Reputation: 844
I have a bunch of JSON files, thousands of different schemas. Using GenSON
(the Python JSON schema generator), I managed to create schema files for each of the input files. Now, what I'd like to do is standardize all these different files to one defined schema. Here's an example:
Input
{
"name": "Bob Odenkirk",
"title": "Software Engineer",
"location": {
"locality": "San Francisco",
"region": "CA",
"country": "United States"
},
"age": 62,
"status": "Active"
}
Output
{
"names": ["Bob Odenkirk"],
"occupations": ["Software Engineer"],
"locations": ["San Francisco, CA"]
}
Essentially, I am looking for a language agnostic method (i.e., I don't care what programming language is used) of defining how an input JSON file should be parsed to an output JSON file.
Upvotes: 7
Views: 12120
Reputation: 2787
I think the best, fastest, easiest way to parse many JSON files together is using python.
I was doing something similar to your project and ran into the same problem.
I found this site which teaches how to use python to actually parse JSON files together. Turns out there is a library on python called json(use pip to download json dependencies) which enables JSON file processing. If you already have a python editor, This method would be easier and faster then using Jolt
Check This website for more info: https://code.tutsplus.com/tutorials/how-to-work-with-json-data-using-python--cms-25758.
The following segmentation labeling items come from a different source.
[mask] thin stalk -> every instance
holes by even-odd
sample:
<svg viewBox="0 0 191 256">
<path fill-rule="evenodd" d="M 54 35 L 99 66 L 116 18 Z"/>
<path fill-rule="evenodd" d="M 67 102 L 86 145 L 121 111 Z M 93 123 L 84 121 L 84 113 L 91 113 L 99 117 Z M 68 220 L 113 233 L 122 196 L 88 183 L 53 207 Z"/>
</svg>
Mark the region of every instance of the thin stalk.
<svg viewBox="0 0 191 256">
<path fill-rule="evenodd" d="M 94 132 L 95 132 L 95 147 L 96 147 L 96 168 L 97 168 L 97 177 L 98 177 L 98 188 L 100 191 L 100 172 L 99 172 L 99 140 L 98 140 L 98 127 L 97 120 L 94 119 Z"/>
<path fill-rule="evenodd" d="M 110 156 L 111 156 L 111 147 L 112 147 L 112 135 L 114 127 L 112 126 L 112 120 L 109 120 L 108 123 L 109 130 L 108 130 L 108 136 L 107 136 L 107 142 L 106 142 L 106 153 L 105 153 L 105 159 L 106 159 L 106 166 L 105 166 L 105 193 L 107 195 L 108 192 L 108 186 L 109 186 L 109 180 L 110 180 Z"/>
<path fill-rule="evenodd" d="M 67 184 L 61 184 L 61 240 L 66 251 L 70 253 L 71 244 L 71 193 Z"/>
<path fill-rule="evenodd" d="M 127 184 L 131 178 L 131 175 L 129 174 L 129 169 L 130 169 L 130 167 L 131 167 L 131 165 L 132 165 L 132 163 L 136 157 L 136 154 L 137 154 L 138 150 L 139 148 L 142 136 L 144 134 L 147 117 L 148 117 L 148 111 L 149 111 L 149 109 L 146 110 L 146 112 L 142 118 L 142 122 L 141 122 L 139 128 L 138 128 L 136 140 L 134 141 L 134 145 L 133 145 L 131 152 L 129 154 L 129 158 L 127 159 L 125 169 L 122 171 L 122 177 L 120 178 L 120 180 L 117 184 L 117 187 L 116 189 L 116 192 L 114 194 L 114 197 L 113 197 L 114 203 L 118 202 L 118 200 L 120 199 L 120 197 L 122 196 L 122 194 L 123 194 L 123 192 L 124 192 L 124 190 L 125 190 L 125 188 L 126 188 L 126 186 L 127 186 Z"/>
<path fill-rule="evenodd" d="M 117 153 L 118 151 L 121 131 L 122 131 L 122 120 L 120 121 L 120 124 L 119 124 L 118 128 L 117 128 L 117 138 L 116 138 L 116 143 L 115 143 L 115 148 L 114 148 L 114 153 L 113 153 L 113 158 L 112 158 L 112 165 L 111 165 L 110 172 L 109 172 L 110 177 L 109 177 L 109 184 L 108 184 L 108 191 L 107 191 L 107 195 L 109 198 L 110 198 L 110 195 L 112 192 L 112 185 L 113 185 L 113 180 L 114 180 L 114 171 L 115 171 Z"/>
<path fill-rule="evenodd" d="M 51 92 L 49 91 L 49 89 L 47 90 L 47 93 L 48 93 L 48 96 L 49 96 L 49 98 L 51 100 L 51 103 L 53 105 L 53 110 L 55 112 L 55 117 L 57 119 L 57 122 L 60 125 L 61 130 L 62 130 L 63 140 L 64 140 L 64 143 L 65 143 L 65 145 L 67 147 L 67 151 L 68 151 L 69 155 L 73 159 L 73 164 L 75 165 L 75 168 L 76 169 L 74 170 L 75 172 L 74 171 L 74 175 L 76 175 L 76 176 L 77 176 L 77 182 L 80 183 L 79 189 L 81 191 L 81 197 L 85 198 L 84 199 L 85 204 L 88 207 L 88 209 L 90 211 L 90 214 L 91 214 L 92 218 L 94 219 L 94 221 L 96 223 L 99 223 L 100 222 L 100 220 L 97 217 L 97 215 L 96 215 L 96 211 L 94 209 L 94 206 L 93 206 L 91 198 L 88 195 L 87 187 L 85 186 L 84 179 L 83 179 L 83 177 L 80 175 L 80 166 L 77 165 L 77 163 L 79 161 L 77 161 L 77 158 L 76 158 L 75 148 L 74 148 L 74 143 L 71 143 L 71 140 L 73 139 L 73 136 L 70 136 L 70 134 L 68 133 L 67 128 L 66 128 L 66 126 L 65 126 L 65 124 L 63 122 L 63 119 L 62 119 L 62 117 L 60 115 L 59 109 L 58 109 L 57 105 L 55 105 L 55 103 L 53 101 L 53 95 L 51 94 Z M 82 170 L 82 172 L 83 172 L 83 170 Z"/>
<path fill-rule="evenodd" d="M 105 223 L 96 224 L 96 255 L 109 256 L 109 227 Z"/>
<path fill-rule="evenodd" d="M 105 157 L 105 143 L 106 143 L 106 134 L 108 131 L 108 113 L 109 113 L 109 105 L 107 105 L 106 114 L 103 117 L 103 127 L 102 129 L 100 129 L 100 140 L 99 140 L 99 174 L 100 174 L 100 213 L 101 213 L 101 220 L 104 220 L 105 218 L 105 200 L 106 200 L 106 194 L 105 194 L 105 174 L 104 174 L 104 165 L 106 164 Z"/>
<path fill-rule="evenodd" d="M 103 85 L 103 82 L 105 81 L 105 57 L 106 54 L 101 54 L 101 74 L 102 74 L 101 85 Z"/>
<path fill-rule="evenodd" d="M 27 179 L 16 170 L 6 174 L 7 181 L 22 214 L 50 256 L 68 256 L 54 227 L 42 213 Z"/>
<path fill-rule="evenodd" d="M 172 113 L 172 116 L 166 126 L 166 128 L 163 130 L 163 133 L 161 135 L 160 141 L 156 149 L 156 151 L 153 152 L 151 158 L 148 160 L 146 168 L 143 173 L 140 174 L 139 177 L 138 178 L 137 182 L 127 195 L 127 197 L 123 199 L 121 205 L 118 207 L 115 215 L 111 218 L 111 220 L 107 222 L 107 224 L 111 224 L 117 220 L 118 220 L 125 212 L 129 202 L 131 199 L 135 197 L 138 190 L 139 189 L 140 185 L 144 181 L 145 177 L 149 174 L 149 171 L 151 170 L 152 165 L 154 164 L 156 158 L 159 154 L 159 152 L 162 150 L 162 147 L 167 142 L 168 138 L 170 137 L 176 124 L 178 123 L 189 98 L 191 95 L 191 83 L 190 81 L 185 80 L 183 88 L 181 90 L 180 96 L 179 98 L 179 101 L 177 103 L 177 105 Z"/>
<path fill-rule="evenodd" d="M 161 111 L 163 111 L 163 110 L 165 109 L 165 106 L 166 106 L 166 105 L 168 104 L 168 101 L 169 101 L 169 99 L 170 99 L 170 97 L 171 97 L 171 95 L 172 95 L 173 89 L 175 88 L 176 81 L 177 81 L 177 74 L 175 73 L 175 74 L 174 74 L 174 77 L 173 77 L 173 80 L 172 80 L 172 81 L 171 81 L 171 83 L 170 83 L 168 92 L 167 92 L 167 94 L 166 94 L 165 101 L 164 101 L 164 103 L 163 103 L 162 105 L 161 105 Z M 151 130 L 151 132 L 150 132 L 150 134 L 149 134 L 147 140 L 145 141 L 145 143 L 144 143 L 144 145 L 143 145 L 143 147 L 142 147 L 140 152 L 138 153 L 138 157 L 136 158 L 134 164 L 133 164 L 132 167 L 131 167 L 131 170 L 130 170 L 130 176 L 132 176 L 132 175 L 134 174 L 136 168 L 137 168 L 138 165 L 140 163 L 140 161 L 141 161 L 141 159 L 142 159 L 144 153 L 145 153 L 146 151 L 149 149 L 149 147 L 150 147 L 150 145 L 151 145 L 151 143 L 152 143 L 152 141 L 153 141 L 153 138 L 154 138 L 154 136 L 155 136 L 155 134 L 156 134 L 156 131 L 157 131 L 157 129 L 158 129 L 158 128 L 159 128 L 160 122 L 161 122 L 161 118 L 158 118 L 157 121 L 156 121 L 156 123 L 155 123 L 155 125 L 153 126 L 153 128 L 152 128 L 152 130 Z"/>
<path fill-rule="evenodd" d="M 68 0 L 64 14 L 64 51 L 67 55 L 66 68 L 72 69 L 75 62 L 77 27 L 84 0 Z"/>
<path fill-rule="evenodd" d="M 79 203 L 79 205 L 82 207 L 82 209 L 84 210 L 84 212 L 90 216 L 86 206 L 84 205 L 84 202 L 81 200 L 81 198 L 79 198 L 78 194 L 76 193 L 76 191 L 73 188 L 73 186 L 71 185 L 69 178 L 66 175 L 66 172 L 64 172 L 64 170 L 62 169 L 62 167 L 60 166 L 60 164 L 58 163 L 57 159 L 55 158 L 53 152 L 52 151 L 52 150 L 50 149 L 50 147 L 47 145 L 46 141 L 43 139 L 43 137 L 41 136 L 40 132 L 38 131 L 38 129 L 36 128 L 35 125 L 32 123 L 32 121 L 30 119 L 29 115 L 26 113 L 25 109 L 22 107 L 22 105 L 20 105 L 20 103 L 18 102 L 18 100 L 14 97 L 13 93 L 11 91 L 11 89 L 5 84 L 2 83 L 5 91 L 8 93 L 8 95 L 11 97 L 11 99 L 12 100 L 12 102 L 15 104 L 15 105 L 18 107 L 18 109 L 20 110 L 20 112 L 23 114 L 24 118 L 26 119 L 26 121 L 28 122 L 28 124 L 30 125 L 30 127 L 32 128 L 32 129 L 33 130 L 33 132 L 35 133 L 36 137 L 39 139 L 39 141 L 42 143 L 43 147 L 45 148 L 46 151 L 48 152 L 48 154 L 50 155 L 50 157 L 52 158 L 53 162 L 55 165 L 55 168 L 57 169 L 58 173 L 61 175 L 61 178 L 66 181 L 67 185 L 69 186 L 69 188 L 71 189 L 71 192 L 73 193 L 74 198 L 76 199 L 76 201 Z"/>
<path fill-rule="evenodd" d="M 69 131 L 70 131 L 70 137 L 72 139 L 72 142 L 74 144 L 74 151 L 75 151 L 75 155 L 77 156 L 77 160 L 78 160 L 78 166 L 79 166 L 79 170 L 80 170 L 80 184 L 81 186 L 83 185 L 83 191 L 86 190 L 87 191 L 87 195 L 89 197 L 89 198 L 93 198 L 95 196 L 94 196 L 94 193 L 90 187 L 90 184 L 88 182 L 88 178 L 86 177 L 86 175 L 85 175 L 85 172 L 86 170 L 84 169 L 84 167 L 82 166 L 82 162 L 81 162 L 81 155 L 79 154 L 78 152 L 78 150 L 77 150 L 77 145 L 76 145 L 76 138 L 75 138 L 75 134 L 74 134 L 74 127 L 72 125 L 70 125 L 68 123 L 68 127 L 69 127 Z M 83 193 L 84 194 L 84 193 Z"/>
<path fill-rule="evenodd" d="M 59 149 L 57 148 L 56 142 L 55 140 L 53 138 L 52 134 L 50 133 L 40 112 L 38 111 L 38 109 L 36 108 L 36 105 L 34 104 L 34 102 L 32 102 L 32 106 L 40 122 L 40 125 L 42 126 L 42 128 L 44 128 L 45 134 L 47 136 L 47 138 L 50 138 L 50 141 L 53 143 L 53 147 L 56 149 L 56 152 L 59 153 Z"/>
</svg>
You can also use JS, which is again faster than Jolt. this is the website: https://learn.microsoft.com/en-us/scripting/javascript/reference/json-parse-function-javascript . It is very easy as you can use JSON.parse()
function
Upvotes: 0
Reputation: 4586
Jolt Spec
[
// First build the "city, state" string for location
{
"operation": "modify-default-beta",
"spec": {
"location": {
"locConcat": "=concat(@(1,locality),', ',@(1,region))"
}
}
},
// Then map the fields as needed to positions in an output json
{
"operation": "shift",
"spec": {
"name": "name[0]",
"title": "occupations[0]",
"location": {
"locConcat": "locations[0]"
}
}
}
]
Upvotes: 2
Reputation: 564
I am not sure is your expecting like below. Long time back I have created flat object and output format object. It will return output format object with data filled.
var input = {
"name": "Bob Odenkirk",
"title": "Software Engineer",
"location": {
"locality": "San Francisco",
"region": "CA",
"country": "United States"
},
"age": 62,
"status": "Active"
};
var outputFormat = {
"name": "name",
"occupations": "title",
"locations": "location.locality, location.region"
};
var flatInput = {};
function generateFlatInput(input, parent){
for (var prop in input) {
if(input.hasOwnProperty(prop) && typeof input[prop] === 'object')
flatInput = generateFlatInput(input[prop], parent + prop + '.');
else
flatInput[parent + prop] = input[prop];
}
return flatInput;
}
function generateOutput(input, outputFormat, delimiter){
input = generateFlatInput(input, '');
for (var prop in outputFormat) {
var fields = outputFormat[prop].split(delimiter);
var fieldValue = [];
for(i = 0; i < fields.length; i++){
if(!input.hasOwnProperty(fields[i].trim())) continue;
fieldValue.push(input[fields[i].trim()]);
}
outputFormat[prop] = fieldValue.join(delimiter);
}
return outputFormat;
}
console.log(generateOutput(input, outputFormat, ', '));
https://jsfiddle.net/u2yyuguk/1/
Upvotes: 1
Reputation: 3895
The url https://github.com/bazaarvoice/jolt#jolt says that Jolt may be what you're looking for.
Jolt
JSON to JSON transformation library written in Java where the "specification" for the transform is itself a JSON document.
Useful For
Transforming JSON data from ElasticSearch, MongoDb, Cassandra, etc before sending it off to the world
Extracting data from a large JSON documents for your own consumption
Upvotes: 6